ST. LOUIS – The St. Louis City Hall will have a rarely-flown flag on its pole for the city’s Pride week.

St. Louis officials hoisted the blue, pink and white-striped transgender flag Monday morning, becoming just the third city hall to do so after Philadelphia flew it last year and Boston flew it in May.

“Flying the transgender flag is a message we’re sending that the City of St. Louis is welcoming to everyone, regardless of who you love or how you identify yourself,” Mayor Francis Slay said. “We are a City that celebrates diversity, and we want to make sure that everyone knows that transgender individuals are respected and welcome in our community.”

The flag was created in 1999 by a trans woman named Monica Helms. The blue and pink signify the traditional colors for baby boys and girls respectively while the white represents either the transitionary period when a trasnperson is changing their gender, gender neutrality or a rejection of traditional binary view of gender.

The call to fly the flag came from PROMO Missouri, one of the state’s foremost LGBT advocacy organizations. Katie Stuckenschneider, a spokeswoman for PROMO, said the mayor’s administration was incredibly receptive to flying the flag and showing their solidarity with transgender people of all stripes.

In the wake of the Orlando shooting at a gay night club in which 49 people were killed, the pride month has taken on a renewed purpose in cities across the country as lesbian, gay, bisexual and transgender people call for greater inclusion, tolerance and acceptance within the country as a whole.
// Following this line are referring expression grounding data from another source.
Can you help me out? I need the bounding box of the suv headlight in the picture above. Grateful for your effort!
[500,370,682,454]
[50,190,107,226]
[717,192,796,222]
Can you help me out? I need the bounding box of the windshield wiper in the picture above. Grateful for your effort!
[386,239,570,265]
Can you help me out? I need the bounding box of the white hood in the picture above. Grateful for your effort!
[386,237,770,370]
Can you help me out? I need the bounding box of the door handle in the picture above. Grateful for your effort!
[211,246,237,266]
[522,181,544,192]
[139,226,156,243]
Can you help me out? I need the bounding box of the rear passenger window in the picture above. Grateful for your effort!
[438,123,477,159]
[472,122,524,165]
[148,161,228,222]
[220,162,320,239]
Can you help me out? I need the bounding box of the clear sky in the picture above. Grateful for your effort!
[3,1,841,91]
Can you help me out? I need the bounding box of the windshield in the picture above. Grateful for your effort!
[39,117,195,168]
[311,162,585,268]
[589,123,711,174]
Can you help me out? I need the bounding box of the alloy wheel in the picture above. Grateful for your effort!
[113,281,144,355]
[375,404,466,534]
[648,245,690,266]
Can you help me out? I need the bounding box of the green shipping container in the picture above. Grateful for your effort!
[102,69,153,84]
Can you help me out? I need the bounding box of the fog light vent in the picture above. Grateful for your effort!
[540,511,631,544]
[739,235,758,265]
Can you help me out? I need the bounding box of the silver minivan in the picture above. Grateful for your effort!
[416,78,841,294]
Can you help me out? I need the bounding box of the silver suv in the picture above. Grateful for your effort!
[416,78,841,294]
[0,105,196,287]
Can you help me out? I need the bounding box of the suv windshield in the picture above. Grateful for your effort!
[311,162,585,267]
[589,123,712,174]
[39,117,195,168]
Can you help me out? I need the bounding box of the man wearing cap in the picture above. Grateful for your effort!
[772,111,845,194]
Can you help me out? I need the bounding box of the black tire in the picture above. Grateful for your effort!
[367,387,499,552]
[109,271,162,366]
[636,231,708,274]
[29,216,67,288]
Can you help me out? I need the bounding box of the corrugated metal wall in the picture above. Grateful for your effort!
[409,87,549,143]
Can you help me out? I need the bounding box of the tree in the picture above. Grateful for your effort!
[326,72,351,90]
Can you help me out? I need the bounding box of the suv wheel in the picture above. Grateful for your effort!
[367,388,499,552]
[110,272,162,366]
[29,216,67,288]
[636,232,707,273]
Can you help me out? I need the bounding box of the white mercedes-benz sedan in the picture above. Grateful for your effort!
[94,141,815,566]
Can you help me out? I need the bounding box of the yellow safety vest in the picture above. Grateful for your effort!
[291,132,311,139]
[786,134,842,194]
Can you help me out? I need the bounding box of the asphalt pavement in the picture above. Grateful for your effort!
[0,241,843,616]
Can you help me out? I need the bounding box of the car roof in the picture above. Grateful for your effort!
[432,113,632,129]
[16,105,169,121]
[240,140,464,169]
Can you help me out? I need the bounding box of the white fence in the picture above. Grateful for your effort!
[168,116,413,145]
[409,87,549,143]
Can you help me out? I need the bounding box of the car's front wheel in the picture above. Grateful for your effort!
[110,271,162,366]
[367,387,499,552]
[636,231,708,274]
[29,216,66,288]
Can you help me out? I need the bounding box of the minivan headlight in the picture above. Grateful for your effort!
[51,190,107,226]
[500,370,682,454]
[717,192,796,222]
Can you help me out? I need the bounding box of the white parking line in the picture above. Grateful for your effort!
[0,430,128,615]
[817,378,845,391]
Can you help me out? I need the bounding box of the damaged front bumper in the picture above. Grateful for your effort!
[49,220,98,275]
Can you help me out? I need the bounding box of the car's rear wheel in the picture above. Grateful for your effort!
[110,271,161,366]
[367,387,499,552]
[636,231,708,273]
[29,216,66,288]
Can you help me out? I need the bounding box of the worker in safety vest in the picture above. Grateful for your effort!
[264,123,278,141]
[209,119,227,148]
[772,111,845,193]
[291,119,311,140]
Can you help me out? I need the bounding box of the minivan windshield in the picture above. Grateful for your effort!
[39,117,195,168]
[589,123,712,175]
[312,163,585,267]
Stuckenschneider also said the timing was important to the trans community because after the homicide of a 20-year-old transgender woman in New Orleans last week.

“This was a very telling time to raise the flag this morning,” she said.

Stuckenschneider said she hoped the raising of the flag could become an educational opportunity for people unaware of the threats faced by the transgender community.